- Born: 1690 Aberdeen
- Died: 19 August 1748 (aged 57–58) Aberdeen
- Occupation: Principal of Marischal College
- Spouse: Margaret Mitchell
- Children: 7

Academic background
- Alma mater: Marischal College

= John Osborne (principal) =

John Osborne, also written Osborn (1690-19 August 1748) was a Church of Scotland minister who served as principal of Marischal College in Aberdeen from 1728 to 1748.

==Life==

He was born in 1690 in or near Aberdeen and educated at Marischal College graduating MA in 1708.

He trained as a Church of Scotland minister and was licensed to preach by the Presbytery of Aberdeen in February 1713 but had to wait three years for his first charge, as third charge in Aberdeen in April 1716.

On 8 June 1728 he took on the additional role as principal of Marischal College succeeding Thomas Blackwell.

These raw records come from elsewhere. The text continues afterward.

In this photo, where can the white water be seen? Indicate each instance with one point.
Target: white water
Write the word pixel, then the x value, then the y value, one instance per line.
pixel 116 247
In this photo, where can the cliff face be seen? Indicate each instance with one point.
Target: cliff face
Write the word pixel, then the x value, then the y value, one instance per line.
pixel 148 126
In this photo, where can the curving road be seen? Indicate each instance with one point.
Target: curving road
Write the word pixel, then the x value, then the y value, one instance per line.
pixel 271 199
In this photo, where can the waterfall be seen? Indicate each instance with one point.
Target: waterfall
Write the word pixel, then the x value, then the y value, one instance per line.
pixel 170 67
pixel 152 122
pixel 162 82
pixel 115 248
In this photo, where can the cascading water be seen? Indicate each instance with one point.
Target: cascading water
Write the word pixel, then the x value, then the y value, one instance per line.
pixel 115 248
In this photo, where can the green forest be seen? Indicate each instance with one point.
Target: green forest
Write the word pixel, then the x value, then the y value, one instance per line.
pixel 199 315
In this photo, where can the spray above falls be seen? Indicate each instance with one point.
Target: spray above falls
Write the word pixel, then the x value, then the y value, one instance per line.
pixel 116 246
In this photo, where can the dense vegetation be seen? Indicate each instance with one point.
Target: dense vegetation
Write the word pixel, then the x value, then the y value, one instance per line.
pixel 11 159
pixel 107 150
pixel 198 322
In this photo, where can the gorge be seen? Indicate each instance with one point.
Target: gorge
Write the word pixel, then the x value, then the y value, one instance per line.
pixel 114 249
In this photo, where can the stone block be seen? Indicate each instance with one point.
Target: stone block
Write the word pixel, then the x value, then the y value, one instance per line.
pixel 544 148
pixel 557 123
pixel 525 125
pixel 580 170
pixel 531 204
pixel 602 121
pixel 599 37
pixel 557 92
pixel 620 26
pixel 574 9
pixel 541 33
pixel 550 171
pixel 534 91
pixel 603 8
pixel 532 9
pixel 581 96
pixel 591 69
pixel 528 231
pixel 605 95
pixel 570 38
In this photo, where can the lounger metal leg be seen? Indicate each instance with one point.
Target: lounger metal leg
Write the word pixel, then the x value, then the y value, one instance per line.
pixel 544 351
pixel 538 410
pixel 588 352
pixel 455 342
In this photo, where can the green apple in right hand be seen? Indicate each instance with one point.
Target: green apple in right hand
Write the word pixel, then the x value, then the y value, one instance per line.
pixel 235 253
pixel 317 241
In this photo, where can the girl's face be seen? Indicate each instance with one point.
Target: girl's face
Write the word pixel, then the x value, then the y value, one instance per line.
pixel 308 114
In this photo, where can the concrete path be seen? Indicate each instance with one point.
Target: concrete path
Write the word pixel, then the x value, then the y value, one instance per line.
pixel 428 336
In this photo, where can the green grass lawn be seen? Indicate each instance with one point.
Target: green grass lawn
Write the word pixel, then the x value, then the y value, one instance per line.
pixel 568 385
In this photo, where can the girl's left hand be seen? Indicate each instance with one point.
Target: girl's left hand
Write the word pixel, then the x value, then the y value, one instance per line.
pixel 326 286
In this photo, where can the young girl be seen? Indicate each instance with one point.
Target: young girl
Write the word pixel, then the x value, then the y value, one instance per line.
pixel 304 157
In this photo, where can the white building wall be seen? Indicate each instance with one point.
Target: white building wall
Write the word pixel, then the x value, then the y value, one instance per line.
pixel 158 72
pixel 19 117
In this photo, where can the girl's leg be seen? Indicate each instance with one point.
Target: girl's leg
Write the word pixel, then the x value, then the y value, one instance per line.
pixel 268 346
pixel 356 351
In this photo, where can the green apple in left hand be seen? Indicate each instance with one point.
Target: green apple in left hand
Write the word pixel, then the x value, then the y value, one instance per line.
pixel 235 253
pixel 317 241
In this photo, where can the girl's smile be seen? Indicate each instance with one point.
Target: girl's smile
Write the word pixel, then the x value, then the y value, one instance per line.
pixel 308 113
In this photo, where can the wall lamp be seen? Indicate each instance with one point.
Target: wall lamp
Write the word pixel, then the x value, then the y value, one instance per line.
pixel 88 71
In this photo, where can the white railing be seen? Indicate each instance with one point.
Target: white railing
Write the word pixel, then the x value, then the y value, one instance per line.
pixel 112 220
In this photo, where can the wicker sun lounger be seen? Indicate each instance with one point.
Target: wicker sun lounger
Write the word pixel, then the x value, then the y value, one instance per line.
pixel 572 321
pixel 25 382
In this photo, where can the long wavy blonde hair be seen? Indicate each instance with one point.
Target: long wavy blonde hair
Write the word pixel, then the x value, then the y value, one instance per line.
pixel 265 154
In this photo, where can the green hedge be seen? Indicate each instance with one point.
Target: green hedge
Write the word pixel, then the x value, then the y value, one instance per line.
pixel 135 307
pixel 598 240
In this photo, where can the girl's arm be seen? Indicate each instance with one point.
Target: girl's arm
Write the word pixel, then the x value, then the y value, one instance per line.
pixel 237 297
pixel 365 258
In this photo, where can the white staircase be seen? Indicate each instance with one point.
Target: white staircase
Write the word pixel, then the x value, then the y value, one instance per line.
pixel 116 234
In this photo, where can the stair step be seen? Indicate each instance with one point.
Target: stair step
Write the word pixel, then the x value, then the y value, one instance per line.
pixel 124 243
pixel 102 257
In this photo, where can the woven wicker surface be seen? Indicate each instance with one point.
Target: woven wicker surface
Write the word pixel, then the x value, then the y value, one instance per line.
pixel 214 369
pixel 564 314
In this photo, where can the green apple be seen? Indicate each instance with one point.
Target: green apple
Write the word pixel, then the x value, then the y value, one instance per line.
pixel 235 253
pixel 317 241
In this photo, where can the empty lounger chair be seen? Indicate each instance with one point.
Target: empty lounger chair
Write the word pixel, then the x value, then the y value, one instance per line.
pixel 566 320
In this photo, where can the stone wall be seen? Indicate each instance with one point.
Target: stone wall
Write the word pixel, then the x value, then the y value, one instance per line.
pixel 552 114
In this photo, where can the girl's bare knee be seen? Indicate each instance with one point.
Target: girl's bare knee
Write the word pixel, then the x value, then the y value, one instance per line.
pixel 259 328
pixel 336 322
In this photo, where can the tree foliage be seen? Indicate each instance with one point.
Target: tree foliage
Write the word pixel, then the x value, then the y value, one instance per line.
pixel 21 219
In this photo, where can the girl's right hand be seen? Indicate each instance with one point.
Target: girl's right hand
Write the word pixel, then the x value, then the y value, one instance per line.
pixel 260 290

He died in Aberdeen on 19 August 1748. He is buried in the churchyard of the Kirk of St Nicholas in the city centre. His position as principal was filled by Thomas Blackwell, son of his predecessor.

==Family==
In August 1718 he married Margaret Mitchell (d.1752). They had four daughters and three sons, including Alexander Osborne, comptroller of customs in Aberdeen, and Jane Osborne (d.1786) who married William Mowat of Colpnay, Provost of Aberdeen.

==Artistic recognition==
His portrait (artist unknown) is held by the Seven Incorporated Trades of Aberdeen.